DSPs and RPs have BI support and it's odd to set a parameter here called
bi to false, only to enable it always.
> }
>
> /* TODO: Look at sharing this code across all CXL port types */
> diff --git a/hw/pci-bridge/cxl_root_port.c b/hw/pci-bridge/cxl_root_port.c
> index f3472f081707..1c0087d3f111 100644
> --- a/hw/pci-bridge/cxl_root_port.c
> +++ b/hw/pci-bridge/cxl_root_port.c
> @@ -106,7 +106,8 @@ static void latch_registers(CXLRootPort *crp)
> uint32_t *reg_state = crp->cxl_cstate.crb.cache_mem_registers;
> uint32_t *write_msk = crp->cxl_cstate.crb.cache_mem_regs_write_mask;
>
> - cxl_component_register_init_common(reg_state, write_msk, CXL2_ROOT_PORT);
> + cxl_component_register_init_common(reg_state, write_msk,
> + CXL2_ROOT_PORT, false);
Same here.

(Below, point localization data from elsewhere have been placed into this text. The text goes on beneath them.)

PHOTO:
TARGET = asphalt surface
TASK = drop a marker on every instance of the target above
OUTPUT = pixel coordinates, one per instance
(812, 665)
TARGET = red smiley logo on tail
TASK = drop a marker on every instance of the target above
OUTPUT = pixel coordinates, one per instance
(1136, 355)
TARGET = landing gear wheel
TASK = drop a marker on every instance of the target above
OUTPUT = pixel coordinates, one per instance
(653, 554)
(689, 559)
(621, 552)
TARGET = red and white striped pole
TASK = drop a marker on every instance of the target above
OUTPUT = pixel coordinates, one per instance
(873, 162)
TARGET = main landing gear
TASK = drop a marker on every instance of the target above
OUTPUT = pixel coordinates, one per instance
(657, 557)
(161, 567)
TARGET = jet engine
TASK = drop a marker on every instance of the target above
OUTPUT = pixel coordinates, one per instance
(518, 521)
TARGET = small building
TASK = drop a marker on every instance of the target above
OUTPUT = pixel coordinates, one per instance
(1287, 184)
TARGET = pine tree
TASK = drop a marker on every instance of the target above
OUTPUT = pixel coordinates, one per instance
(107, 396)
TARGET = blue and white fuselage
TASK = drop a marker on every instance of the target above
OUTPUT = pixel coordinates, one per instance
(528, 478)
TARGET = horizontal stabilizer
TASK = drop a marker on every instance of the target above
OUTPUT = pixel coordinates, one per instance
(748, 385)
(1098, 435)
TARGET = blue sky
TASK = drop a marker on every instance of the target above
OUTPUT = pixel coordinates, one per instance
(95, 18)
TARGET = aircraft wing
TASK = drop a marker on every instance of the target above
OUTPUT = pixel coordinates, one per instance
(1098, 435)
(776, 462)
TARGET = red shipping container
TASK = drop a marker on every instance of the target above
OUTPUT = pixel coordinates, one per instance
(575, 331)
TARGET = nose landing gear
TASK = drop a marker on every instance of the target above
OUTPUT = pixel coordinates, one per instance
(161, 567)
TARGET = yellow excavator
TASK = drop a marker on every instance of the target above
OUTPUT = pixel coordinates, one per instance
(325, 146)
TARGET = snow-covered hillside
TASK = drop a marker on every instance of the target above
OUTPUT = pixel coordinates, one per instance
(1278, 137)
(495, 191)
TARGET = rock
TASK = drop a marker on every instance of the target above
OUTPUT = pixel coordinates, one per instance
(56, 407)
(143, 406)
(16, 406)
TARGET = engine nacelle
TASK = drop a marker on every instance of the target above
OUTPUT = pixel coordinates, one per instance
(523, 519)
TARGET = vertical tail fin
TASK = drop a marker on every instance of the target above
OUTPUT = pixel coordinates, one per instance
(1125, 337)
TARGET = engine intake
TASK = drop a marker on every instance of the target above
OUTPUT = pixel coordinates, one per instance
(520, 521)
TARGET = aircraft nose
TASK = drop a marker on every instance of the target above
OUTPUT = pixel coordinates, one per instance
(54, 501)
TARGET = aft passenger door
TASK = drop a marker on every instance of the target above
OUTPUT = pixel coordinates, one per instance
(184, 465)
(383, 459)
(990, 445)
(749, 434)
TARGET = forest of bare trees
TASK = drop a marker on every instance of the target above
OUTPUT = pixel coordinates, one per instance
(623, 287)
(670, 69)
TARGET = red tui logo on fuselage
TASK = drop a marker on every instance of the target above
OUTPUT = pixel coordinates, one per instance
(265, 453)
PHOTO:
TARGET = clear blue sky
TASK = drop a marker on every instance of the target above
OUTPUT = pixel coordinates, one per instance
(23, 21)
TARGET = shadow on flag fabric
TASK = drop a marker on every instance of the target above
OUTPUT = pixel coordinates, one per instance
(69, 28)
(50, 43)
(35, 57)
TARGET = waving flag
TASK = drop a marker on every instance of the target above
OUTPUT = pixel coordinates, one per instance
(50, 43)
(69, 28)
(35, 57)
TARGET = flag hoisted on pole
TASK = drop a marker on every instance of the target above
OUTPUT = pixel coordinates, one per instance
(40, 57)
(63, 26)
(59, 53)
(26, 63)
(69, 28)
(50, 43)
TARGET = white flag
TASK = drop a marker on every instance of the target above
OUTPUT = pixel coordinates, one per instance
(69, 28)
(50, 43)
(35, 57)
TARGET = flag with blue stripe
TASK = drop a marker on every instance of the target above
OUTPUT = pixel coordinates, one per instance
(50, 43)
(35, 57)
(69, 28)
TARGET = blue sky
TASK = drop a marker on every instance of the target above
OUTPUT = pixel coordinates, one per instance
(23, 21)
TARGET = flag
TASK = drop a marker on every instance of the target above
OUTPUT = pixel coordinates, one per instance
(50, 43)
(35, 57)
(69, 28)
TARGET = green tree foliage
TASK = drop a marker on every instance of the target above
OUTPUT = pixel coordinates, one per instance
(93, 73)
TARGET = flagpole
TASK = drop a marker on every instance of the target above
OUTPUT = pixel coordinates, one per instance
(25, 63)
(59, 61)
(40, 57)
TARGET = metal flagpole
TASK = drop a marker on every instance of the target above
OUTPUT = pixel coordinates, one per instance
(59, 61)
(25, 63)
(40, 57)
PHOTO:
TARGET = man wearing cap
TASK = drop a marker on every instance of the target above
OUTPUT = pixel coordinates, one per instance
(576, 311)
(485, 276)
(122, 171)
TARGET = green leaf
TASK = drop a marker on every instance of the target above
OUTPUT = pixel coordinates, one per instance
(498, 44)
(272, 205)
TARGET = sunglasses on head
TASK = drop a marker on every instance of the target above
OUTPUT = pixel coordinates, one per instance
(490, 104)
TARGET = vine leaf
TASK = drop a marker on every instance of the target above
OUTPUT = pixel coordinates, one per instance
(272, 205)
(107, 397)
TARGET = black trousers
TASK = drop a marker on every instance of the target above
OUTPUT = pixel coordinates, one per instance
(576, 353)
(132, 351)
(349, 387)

Also I think under 80 chars with CXL2_ROOT_PORT, on first line
> }
>
> static void build_dvsecs(PCIDevice *d, CXLComponentState *cxl)
> diff --git a/hw/pci-bridge/cxl_upstream.c b/hw/pci-bridge/cxl_upstream.c
> index e5a0d1fb308c..4bc185df8c87 100644
> --- a/hw/pci-bridge/cxl_upstream.c
> +++ b/hw/pci-bridge/cxl_upstream.c
> @@ -136,7 +136,7 @@ static void latch_registers(CXLUpstreamPort *usp)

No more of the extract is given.